Here, Wikipedia gives an example of 5 images with the same pixel dimensions of 300 pixels by 225 pixels, but with differing bit depths from 1 bit/pixel all the way to 24 bits/pixel. I thought that to calculate the file size of a given image, I could just consider the total number of pixels (300*225=67,500 pixels) and then multiply this further by the bit depth of the image, then divide by 8 to get the number of bytes and divide by 1024 to get the number of KB. However, when I do this, my calculations always seem to overestimate the actual image file size by around a factor of 2. Does anyone know why this naive calculation doesn't work?


2 Answers 2


Your naive computation works on naive image formats (early BMP, TGA).

However, most popular image formats use some form of compression, which can be lossless or lossy, and in both cases, the achieved size reduction will depend on the image content.

PNG and GIF do something close to "run-length-encoding" (RLE): when several contiguous pixels have the same value they are replaced by a single value and a count. Other formats (like some options of TIFF) can do an internal ZIP-like compression of the data. These methods are "lossless": the output of the decompression is exactly identical to the input.
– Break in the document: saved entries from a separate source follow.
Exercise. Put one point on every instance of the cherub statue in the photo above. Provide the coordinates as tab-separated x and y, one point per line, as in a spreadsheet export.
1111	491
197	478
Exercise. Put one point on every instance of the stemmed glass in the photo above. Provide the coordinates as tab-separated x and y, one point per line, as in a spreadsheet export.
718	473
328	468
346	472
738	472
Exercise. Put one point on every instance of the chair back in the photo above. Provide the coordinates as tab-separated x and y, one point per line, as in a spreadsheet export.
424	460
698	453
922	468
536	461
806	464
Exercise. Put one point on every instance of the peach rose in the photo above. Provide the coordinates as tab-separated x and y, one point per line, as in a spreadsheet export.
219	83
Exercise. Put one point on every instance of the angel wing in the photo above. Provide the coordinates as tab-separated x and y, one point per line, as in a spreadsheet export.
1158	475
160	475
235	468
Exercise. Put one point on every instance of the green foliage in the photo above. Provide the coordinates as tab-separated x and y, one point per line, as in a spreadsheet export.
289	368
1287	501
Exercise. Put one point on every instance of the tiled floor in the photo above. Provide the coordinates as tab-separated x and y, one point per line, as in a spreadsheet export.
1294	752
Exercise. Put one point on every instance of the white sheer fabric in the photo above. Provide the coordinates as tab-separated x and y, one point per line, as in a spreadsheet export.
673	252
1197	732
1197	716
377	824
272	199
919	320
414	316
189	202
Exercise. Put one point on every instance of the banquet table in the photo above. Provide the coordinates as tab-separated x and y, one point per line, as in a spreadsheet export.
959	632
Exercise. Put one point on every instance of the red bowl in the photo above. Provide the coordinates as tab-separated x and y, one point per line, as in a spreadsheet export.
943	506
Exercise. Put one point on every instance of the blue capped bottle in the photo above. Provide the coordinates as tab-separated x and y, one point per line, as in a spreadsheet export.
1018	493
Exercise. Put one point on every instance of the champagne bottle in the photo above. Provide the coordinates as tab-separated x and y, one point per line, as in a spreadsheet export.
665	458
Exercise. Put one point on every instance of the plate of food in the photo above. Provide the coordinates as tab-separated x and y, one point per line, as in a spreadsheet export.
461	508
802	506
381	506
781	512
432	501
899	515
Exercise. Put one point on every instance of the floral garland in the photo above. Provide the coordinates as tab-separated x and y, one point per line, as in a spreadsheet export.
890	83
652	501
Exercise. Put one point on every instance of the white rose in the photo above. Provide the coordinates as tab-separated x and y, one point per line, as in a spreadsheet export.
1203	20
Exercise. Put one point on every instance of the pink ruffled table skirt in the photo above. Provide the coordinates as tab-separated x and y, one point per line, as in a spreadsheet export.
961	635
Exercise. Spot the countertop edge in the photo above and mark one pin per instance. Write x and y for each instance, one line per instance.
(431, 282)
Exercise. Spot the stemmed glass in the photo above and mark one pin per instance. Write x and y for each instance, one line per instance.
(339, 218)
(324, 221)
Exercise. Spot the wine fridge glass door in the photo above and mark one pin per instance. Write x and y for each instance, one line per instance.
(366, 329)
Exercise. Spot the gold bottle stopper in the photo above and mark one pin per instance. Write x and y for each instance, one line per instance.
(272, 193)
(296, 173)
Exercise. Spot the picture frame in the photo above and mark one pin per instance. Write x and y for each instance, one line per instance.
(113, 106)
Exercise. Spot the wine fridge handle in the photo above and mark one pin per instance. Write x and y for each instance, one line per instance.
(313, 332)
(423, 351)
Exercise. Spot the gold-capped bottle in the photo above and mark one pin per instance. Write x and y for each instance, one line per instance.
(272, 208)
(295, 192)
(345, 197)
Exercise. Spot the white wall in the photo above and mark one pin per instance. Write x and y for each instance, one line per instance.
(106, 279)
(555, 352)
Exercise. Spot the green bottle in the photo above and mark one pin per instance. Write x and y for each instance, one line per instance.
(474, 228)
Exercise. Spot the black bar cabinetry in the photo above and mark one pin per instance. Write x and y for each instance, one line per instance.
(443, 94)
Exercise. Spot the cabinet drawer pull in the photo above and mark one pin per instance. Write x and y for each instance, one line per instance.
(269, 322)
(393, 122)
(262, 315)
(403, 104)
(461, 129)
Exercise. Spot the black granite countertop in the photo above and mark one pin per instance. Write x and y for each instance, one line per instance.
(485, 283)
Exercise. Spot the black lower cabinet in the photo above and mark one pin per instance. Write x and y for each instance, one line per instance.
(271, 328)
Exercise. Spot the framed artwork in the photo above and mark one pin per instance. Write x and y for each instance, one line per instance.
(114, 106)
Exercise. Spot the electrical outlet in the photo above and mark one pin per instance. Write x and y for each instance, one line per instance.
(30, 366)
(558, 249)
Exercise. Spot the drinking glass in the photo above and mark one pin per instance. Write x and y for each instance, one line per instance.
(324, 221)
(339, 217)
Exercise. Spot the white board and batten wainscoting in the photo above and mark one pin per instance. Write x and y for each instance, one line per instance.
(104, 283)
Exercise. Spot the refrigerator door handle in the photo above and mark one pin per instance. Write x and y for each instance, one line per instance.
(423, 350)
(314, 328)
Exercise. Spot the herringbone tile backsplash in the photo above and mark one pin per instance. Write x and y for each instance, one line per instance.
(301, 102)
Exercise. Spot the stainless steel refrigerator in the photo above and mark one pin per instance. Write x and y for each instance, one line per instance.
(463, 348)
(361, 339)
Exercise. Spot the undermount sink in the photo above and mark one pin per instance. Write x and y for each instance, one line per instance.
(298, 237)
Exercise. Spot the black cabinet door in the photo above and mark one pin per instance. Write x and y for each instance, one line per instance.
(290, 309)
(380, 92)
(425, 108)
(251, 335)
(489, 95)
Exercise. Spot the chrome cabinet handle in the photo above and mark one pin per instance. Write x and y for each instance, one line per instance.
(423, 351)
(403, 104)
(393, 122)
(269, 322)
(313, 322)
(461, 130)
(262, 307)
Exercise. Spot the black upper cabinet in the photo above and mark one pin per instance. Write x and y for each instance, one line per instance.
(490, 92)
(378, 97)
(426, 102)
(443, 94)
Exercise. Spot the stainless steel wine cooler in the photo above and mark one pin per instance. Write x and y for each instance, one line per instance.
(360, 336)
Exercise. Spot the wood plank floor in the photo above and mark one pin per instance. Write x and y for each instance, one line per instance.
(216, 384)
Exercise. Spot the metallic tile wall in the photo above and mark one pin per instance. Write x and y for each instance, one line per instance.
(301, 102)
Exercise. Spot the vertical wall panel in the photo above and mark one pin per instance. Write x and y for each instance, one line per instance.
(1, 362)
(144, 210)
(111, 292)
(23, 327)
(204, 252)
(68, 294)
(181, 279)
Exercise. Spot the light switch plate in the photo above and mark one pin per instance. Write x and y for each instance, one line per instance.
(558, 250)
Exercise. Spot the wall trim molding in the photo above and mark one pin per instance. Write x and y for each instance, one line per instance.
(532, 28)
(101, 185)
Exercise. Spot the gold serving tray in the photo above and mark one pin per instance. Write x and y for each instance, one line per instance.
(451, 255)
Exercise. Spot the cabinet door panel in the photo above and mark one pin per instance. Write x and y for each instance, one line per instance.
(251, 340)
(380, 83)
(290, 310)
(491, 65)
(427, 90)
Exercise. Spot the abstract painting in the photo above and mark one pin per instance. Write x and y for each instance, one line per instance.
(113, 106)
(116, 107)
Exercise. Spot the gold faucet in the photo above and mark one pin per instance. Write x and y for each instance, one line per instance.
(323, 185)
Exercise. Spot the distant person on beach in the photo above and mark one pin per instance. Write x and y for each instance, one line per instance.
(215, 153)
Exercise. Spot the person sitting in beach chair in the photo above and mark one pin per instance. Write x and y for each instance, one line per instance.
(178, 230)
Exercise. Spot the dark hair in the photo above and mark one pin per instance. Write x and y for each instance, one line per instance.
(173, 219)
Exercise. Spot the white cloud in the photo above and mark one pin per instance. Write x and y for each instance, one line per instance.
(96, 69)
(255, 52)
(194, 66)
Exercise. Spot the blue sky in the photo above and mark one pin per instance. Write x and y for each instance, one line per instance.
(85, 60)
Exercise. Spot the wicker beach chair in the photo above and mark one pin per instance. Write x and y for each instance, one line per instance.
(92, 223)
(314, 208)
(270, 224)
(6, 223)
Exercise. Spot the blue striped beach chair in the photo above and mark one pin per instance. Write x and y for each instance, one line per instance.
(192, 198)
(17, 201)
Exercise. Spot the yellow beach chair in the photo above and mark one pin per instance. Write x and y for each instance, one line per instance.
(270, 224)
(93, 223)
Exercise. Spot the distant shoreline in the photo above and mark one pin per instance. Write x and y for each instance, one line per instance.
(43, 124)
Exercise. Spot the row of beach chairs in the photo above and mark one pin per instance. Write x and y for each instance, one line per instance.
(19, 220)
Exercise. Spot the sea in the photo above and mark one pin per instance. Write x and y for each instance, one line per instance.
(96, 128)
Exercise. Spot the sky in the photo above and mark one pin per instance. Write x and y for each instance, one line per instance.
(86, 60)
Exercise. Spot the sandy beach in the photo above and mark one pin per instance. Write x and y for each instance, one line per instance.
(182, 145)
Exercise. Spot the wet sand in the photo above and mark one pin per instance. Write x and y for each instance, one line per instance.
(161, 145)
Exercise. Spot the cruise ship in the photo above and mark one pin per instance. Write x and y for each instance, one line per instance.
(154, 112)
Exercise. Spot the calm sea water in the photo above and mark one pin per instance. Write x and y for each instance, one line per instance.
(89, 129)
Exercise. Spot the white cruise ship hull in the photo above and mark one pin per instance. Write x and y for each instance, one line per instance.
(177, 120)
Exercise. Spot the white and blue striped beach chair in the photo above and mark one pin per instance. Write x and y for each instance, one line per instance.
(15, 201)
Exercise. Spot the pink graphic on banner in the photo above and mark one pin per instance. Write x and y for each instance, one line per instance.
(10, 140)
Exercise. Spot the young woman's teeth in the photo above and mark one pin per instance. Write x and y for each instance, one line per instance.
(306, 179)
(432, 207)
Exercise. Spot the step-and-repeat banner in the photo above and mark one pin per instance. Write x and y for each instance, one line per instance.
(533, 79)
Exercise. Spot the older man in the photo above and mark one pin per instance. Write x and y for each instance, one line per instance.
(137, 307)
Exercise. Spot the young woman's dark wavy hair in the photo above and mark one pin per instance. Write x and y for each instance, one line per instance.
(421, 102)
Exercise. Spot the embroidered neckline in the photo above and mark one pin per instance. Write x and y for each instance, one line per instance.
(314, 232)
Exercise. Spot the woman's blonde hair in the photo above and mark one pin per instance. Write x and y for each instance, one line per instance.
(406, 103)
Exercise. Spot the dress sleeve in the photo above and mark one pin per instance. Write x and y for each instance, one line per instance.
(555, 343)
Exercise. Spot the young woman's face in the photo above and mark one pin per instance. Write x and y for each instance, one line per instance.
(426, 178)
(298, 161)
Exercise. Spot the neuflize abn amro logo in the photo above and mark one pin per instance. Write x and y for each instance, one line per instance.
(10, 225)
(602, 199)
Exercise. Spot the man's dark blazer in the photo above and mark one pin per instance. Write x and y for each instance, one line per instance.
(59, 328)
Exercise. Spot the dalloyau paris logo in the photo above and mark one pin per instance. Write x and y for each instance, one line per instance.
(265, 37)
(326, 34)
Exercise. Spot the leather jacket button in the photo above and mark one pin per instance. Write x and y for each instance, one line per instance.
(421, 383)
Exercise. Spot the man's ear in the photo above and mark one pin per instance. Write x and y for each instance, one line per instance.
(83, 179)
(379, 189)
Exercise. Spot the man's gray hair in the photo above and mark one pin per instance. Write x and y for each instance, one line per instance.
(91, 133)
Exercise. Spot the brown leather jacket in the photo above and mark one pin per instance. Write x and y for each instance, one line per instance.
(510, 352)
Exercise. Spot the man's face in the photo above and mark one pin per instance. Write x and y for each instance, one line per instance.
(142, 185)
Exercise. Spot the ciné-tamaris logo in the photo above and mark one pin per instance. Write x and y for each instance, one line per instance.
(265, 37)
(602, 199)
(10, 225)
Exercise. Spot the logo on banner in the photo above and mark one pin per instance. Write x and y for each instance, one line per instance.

Other formats (JPG in particular) drop parts of the data that make hopefully little difference. These methods are "lossy" because the image you get out may not be exactly the source image.


The reason is simple. The images are in PNG format, which implies lossless compression (like zip) of the data. Your calculations will be true if you store the image information without compression.

You even can see an odd situation if the image uses lossy compression (like JPG) where depending on the level of JPG compression you might get an image with greater colour depth but a smaller size.